この記事の煙は「害のある煙」ではなく「不要な煙」です。
「面白くない話を面白く見せるための技術」は、エンタメ記事では日常的に使われています。でもその技術が、「驚愕」「続出」「カラクリ」といった大きな言葉で実態を膨らませる方向に向かうとき、読者は「実際より大きな話題が起きている」と錯覚します。
誰も傷つけてはいません。でも、こういう書き方が当たり前になると、読者の"話題を受け取るセンサー"は少しずつ鈍っていく。大げさな表現に慣れてしまう。
それが、この種の記事が持つ静かなリスクです。
そもそも、この記事は必要だったのか
改善提案をするとしたら、「見出しを変える」レベルの話ではないと思っています。
この記事の中で、記事自身が答えを出しています。
- 身長差は衣装の違いで説明がつく
- Xの反応は「wwww」「笑」程度の軽い感想
- 「芸能担当記者」のコメントがなければ記事にならない
つまり、記事にするほどの出来事が起きていません。
もちろん、エンタメメディアにとって「軽い話題を楽しく届ける」ことは大切な役割です。佐藤健さんとMISAMOの共演自体は、ファンにとって嬉しいニュースでしょう。

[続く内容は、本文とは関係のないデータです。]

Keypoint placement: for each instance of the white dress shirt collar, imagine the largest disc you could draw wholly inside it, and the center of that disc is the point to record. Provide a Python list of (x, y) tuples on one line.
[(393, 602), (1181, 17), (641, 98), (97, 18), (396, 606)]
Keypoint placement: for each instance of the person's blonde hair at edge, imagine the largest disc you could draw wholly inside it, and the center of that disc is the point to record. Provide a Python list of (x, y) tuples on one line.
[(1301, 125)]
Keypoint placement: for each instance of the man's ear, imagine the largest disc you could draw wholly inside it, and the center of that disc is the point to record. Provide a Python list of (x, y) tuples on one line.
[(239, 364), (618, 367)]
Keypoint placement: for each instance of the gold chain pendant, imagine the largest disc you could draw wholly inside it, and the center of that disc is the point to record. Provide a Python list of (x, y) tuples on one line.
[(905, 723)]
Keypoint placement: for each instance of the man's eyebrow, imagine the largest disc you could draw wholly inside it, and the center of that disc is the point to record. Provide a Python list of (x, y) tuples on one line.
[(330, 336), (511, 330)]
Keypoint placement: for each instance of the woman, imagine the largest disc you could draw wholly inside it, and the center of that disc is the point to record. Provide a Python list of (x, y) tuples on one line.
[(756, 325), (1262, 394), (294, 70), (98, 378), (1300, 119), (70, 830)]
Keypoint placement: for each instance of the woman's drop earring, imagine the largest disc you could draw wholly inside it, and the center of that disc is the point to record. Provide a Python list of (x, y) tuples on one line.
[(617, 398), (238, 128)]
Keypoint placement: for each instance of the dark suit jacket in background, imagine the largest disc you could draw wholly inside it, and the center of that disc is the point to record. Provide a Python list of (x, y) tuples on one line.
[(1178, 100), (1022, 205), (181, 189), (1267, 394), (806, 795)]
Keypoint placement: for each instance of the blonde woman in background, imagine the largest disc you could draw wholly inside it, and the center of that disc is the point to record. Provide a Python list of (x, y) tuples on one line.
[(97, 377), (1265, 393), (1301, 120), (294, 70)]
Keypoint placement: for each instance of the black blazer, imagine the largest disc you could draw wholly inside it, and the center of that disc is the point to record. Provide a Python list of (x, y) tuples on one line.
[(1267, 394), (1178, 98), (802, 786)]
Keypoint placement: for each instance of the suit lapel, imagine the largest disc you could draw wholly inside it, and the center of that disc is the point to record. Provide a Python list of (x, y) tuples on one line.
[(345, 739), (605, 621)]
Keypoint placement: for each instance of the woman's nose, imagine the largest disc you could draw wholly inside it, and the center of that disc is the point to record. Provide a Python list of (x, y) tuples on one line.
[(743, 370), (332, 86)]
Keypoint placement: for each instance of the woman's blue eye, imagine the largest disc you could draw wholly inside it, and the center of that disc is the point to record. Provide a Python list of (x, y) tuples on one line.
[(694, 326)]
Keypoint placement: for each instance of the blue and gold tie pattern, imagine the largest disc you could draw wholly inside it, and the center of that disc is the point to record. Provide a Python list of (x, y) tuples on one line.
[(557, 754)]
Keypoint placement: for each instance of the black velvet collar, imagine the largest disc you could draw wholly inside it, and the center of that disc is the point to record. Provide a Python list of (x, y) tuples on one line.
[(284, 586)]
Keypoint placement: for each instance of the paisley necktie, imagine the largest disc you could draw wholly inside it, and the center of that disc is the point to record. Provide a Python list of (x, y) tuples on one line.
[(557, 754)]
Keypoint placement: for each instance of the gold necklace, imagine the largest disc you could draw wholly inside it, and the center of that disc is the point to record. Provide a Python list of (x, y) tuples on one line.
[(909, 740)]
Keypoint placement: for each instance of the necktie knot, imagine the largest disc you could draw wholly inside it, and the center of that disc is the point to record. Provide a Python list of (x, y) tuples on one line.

でも、それなら「コラボの中身」や「撮影の舞台裏で何があったか」を掘り下げればいい。身長差という一瞬の視覚的な印象を「驚愕」「カラクリ」に膨らませるのではなく、共演の背景や両者のコメントといった中身のある情報を届ける方が、読者にとっても、佐藤さんやMISAMOにとっても、記事としての価値があるはずです。
「中身がないから大げさにする」のではなく、「中身がないなら記事にしない」という選択肢。あるいは「中身を取りに行く」という選択肢。
メディアにとって、それは難しい判断かもしれません。でも読者としては、その判断ができるメディアを信頼したいと思うのではないでしょうか。
まとめ:見出しの大きさと中身は釣り合っていますか?
- Xの投稿2件で「驚愕の声続出」——その規模感、本当に「続出」でしょうか?
- 衣装の違いで説明がつくと記事自身が認めている——なぜ「カラクリ」と呼ぶ必要があったのでしょうか?
- この記事の見出しを外したら、中身は見出しの大きさに見合っていますか?
今回の煙は、誰かを傷つける種類のものではありません。でも「何でもない出来事を大きく見せる」構造は、私たちの情報感度を少しずつ鈍らせます。
立ち止まって、見出しと中身の温度差を測る。その小さな習慣が、メディアリテラシーの一歩になります。